Tuesday, 18 March 2014
She might: "The Machine"
The title of Welsh director Caradog James' ambitious, promisingly framed sci-fi thriller The Machine presumably has a double meaning. It could refer to those supersoldiers being engineered by scientists like Toby Stephens' Vincent in a remote military base, for use in some speculative future war against the Chinese; yet in a wider sense, it also conjures up images of the whole military-industrial complex, whose might is most often used to crush any individual who dares to break ranks. James' film begins with the arrival of young American tech whizz Ava (Caity Lotz) as Vincent's new assistant; an inquisitive soul, she's soon observed poking her nose around the base's many well-kept secrets. After she's shot one night in what appears an obvious act of war, her body is recovered by Vincent and reinvented, Frankenstein-like, as a formidable mix of brains, beauty and brute force.
At first content to take orders from the men around her, this fembot appears as pliable as, say, Kelly LeBrock in Weird Science - Tom Raybould's pulsingly electronic score further underlining the film's debt to 1980s sci-fi - but much as her logic boards might debate it, she has been programmed to kill, and rather more brutally and efficiently than anybody else around. Only belatedly does The Machine revert to conventional action mode, however: for the most part, James favours a spare, quasi-theatrical staging, using a small handful of sets with few exteriors. Keeping the lights low clearly remains a viable means by which novice directors can conceal the modest resources available to them, and the slightly too self-contained, even airless feel of one or two early scenes might generously be looked upon as deliberate.

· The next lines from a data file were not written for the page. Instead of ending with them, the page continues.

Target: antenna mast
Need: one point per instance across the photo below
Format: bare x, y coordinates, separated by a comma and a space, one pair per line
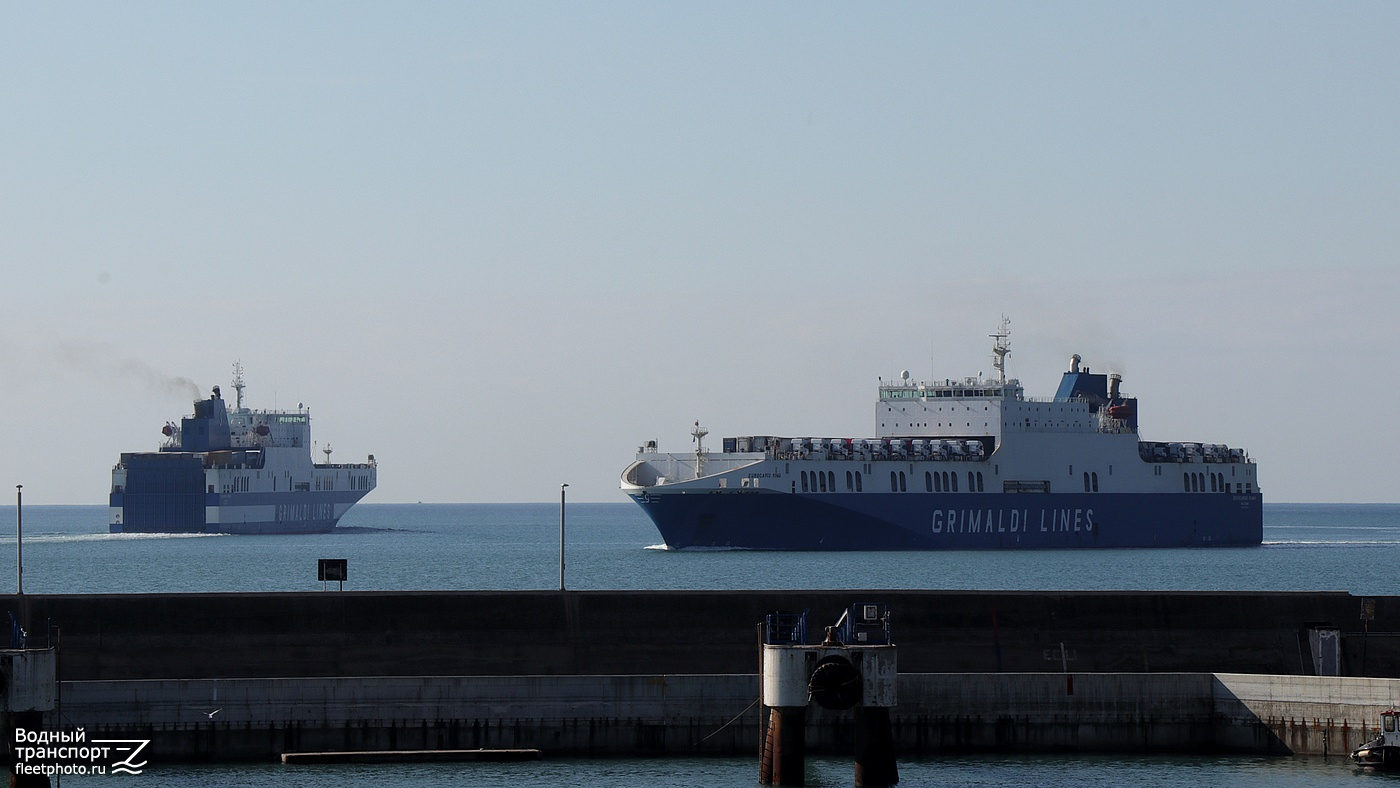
699, 433
238, 385
1001, 349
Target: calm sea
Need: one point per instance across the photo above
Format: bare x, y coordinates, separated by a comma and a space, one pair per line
612, 546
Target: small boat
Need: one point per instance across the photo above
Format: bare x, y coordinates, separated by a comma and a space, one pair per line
1382, 753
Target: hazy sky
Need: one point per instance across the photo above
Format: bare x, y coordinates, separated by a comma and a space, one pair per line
500, 245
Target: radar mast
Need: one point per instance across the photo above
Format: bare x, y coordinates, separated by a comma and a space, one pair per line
238, 385
1001, 349
699, 433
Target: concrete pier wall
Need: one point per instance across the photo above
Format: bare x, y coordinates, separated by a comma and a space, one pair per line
717, 714
224, 636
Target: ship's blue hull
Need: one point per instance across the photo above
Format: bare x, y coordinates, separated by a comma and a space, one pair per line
766, 519
238, 512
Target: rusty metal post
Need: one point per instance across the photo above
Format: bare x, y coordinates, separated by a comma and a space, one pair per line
784, 752
874, 748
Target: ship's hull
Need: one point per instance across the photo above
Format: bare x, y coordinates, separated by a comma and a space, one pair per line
238, 512
767, 519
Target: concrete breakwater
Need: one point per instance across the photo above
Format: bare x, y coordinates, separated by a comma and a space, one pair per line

Some of the ideas being picked over in this dark are familiar: the film may suffer from opening around the same moment as Under the Skin, a more visually daring exploration of similar themes, although it's clear James has thought about the degree to which intelligent machines might become humanised or weaponised, and he does something unusual in establishing a romantic, mutually beneficial relationship between the single father scientist and his increasingly protective creation. The thought extends to good, committed work from the leads. Stephens makes sense of his character's seesawing allegiances, shifting between friendly workplace badinage and something more sinister yet, while Lotz, who made an impression as the no-nonsense heroine of 2012's The Pact, mixes physical toughness with intriguing notes of grace: it's some sign of the film's unpredictable nature that it can find time for her to play out a strange ballet with the pools of water on the floor of her holding pen.
The Machine opens in selected cinemas from Friday, ahead of its DVD release on March 31.